We have previously reported that plasma concentrations of the terminal complement (C) complex (TCC), C5b-9, increased significantly 2 days prior to onset of adult respiratory distress syndrome (ARDS) and also 1 day preceding its resolution. To determine the pathway of complement activation that preceded development and resolution of this acute inflammatory lung injury in septic patients, we quantified the C1rC1s-C1 inhibitor complex and the C3bP complex, which are generated following activation of classical and alternative complement pathways, respectively. Two days prior to diagnosis of ARDS, the plasma C1rC1s-C1 inhibitor complex and C3bP complex levels increased 22 and 14%, respectively.

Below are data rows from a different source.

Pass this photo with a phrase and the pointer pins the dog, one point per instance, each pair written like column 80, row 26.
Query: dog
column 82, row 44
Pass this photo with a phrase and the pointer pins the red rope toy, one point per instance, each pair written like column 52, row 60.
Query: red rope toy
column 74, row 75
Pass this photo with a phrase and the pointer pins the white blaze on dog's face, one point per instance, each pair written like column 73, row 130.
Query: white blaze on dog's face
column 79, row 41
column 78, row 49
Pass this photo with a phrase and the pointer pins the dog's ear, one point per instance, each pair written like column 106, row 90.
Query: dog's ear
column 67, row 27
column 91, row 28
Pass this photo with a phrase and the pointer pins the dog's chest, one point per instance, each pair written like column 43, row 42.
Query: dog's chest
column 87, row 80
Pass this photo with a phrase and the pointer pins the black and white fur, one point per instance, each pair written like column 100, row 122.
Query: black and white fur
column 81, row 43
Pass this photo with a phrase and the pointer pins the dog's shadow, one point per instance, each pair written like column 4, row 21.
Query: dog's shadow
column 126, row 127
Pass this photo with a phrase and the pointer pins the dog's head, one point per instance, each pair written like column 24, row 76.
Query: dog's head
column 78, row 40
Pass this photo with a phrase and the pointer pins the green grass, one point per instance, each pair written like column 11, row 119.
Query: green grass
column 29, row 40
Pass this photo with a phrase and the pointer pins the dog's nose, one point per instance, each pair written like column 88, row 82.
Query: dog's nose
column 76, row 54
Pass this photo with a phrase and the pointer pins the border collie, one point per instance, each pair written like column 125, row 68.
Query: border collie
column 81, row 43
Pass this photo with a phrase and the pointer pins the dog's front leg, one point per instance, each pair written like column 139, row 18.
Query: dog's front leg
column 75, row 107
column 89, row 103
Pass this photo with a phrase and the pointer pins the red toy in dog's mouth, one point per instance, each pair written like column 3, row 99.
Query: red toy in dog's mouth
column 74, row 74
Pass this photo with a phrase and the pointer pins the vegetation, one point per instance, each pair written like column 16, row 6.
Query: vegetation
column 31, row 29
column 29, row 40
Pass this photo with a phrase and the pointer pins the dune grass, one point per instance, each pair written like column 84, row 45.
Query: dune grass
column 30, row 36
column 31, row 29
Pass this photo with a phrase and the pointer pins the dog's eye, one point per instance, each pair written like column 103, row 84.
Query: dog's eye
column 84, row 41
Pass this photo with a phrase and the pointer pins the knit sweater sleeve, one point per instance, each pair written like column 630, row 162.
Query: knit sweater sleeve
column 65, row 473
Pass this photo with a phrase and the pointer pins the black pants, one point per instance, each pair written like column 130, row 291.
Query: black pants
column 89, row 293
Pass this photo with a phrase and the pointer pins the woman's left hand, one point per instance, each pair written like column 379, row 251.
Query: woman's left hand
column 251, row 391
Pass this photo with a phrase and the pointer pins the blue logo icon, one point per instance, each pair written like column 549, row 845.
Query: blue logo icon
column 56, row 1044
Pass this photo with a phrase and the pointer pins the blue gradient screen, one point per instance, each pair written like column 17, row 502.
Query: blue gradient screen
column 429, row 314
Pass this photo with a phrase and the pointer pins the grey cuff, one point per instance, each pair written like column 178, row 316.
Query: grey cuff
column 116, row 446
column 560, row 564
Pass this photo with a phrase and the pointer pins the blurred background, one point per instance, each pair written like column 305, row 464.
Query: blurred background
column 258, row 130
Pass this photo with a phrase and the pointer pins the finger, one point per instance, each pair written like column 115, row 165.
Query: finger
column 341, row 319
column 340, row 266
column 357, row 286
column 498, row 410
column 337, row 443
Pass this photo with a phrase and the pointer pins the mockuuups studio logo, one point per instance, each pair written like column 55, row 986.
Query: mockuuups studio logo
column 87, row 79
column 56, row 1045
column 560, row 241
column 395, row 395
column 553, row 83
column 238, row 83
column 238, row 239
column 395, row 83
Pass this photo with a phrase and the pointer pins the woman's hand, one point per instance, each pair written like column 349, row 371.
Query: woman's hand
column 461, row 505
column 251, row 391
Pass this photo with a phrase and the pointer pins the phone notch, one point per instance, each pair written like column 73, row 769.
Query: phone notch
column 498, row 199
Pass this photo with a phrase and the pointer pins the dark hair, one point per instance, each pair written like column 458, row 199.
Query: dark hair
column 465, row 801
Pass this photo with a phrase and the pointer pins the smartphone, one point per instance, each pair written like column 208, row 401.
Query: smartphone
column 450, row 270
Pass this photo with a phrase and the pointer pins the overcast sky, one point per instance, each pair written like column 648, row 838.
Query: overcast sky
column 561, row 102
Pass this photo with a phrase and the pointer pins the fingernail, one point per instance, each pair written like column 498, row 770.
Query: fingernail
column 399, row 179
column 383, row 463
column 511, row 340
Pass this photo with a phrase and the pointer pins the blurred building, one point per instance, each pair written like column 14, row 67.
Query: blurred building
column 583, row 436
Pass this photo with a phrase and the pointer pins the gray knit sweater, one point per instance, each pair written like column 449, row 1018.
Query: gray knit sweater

Furthermore, significant correlations were identified between concentrations of the TCC and C1rC1s-C1 inhibitor complex (r = 0.73, P = 0.003) and also with the levels of the TCC and C3bP complex (r = 0.81, P = 0.002) before onset of ARDS. Equally of interest, the C1rC1s-C1 inhibitor complex and C3bP complex concentrations increased 68 and 35%, respectively, 1 day before resolution of ARDS. Similarly, significant elevations of TCC concentrations preceding resolution of ARDS correlated with C1rC1s-C1 inhibitor complex (r = 0.66, P = 0.02) and also with C3bP complex (r = 0.72, P = 0.002) levels. Our results indicate that both the classical and alternative complement pathways are activated prior to onset of ARDS and also before its resolution in septic patients.

摘要

我们之前报道过,终末补体(C)复合物(TCC),即C5b-9的血浆浓度在成人呼吸窘迫综合征(ARDS)发病前2天显著升高,且在其病情缓解前1天也显著升高。为了确定脓毒症患者急性炎症性肺损伤发生和缓解之前补体激活的途径,我们对C1rC1s-C1抑制剂复合物和C3bP复合物进行了定量,它们分别是在经典和替代补体途径激活后产生的。在ARDS诊断前2天,血浆C1rC1s-C1抑制剂复合物和C3bP复合物水平分别升高了22%和14%。此外,在ARDS发病前,TCC浓度与C1rC1s-C1抑制剂复合物浓度之间存在显著相关性(r = 0.73,P = 0.003),TCC浓度与C3bP复合物水平之间也存在显著相关性(r = 0.81,P = 0.002)。同样有趣的是,在ARDS缓解前1天,C1rC1s-C1抑制剂复合物和C3bP复合物浓度分别升高了68%和35%。类似地,ARDS缓解前TCC浓度的显著升高与C1rC1s-C1抑制剂复合物(r = 0.66,P = 0.02)以及C3bP复合物(r = 0.72,P = 0.002)水平相关。我们的结果表明,在脓毒症患者中,经典和替代补体途径在ARDS发病前以及病情缓解前均被激活。